Foi contudo na música, da qual Viena continua a ser um dos centros mundiais de maior importância, que residiu a grande metáfora do festival. Para celebrar o seu milênio austríaco, a cidade optou por não eleger desta vez como figura central das celebrações nem Haydn, nem Mozart ou Beethoven, Schubert, Brahms ou Mahler, Schõnberg ou Alban Berg, embora todos eles tenham estado muito presentes nas celebrações.
Viena decidiu dar ênfase a Anton Bruckner, de quem foram executadas as nove sinfonias com excepcional qualidade pela Filarmônica de Viena, pela Orquestra Estatal da Saxônia, de Dresden, pela Orquestra do Concertgebow, de Amsterdã, pela Sinfônica de Viena e pela Filarmônica de Londres, regidas por Giuseppe Sinopoli, Lorin Maazel, Franz Walser Mõst, Rafael Frhbeck de Burgos, Claus Peter Flor e Ricardo Chailly.
Bruckner (1824-1896) nasceu na Alta Áustria e viveu os anos mais produtivos de sua vida em Viena. Só em décadas recentes é que sua obra transcendeu as fronteiras do país. Pessoalmente indeciso e inseguro, mas musicalmente genial, Bruckner é um ícone austríaco. Herdeiro legítimo das tradições de Beethoven, Schubert e Brahms, sua obra floresceu em pleno mito habsbúrgico da inacabável, eterna e católica monarquia.

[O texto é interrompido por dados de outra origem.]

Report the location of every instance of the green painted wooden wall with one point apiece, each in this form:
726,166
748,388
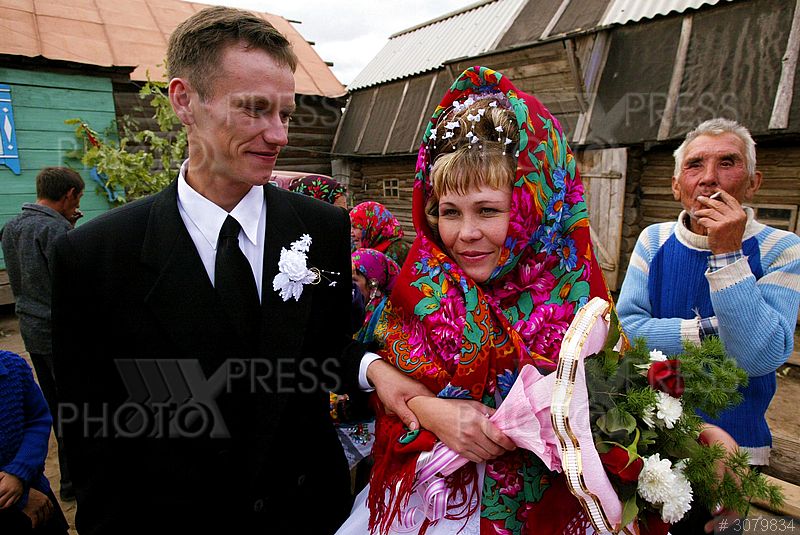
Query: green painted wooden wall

Com Mahler, que ele muito admirava, Bruckner foi um grande inovador. Suas nove sinfonias combinam a dimensão religiosa, o grotesco, o irônico, o cifrado e uma perturbadora sensualidade, dentro de uma concepção monumental extremamente rica e diferençada; uma expressão musical tão inovadora quanto foi a filosofia de Ludwig Wittgenstein, inequivocamente austríaca e intensamente universal. Valeu a pena esperar mil anos.

José Neinstein é professor visitante na Universidade da Pensilvânia (Filadélfia) e na Georgetown University (Washington), diretor-executivo do Brazilian-American Cultural Institute, em Washington, e autor de "Feitura das Artes" (Perspectiva), entre outros livros.